Едва петух Косовых показался на дороге, появился и его противник – красный линевский петух. Он поиграл перьями, блеснувшими медью в лучах закатного солнца, и яростно почесал лапой затылок. Затем он смело подошел вплотную к пестрому трусу, с намерением проучить нахала. Но тот неожиданно, как коршун, прыгнул на заклятого врага, выставив вперед когти. Линевский петух отскочил в сторону, но тут же был сшиблен с ног. В ход пошли клювы, когти и многолетняя ненависть. Красные, рыжие, серые, белые перья полетели во все стороны, и не успели они еще осесть на землю, как красный петух оказался на своем дворе.

А пестрый петух, впервые познав вкус победы, долго еще стоял на дороге и ошалело орал.

Вернувшись во двор, он направился к миске Прута и стал созывать к ней кур. Когда он влез ногами в тарелку, Прут, чтобы не искушать себя, встал и направился к своей конуре. Путь его лежал мимо петуха, но тот спокойно продолжал клевать собачью еду, как свою собственную. Прут, не стерпев такой откровенной наглости, оскалился и отхватил нахалу полхвоста.

Воспоминание 4. Как вороная кобыла стала белой

Гришка дня не мог прожить без приключений и как-то предложил Димке побелить старую вороную кобылу Версту. Верста доживала уже второй десяток лет, от солнца она приобрела грязно-бурую окраску, но голова и ноги были черные, и лишь местами белели седые волоски – так называемая масть вороная, в загаре, стариковская масть. У кобылы хватало сил только на еду и сон. Чтобы не делать лишних телодвижений, поев, она засыпала стоя, а если проснувшись лежала, то старалась и поесть тоже лежа. Обычно она паслась возле дома своих престарелых хозяев – Глазыриных, живших в самом конце хутора, за речкой. За их убогой хаткой, крытой соломой, начиналась степь и уходила вдаль песчаная дорога. Казалось, эта дорога уходила так далеко, что стоило старикам немного отдохнуть, набраться сил и отправиться по ней вместе со своей любимой лошадкой – рано или поздно они добрались бы таки до собственной юности.

У стариков детей не было, и кобыле перепала вся теплота их добрых сердец. К ней они относились как к члену семьи.

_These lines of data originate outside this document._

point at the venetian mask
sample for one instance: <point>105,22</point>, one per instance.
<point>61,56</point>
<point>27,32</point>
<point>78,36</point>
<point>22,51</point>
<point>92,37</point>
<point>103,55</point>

Старик Глазырин лет пятнадцать тому назад, когда ему было только шестьдесят, ездил на ней в станицу и даже любил изредка пускать ее в галоп. Верста вела свою родословную от местной казачьей кобылы и персидского жеребца-гастролера, и отличалась в молодости сухостью сложения, была энергична, имела быстрые аллюры. Самой примечательной частью экстерьера у нее была голова с узкой мордой, тонкими губами и изумительной красоты умными печальными глазами. У лошадей спина не такая гибкая, как у человека, поэтому они всю жизнь и везут кого-то. И к двадцати годам стареют, бедняги. К старости и Верста, конечно же, стала иной, но для стариков Глазыриных она оставалась все маленькой игривой девочкой. Они души в ней не чаяли и любую пищу делили на четыре части: две – себе, две – кобыле.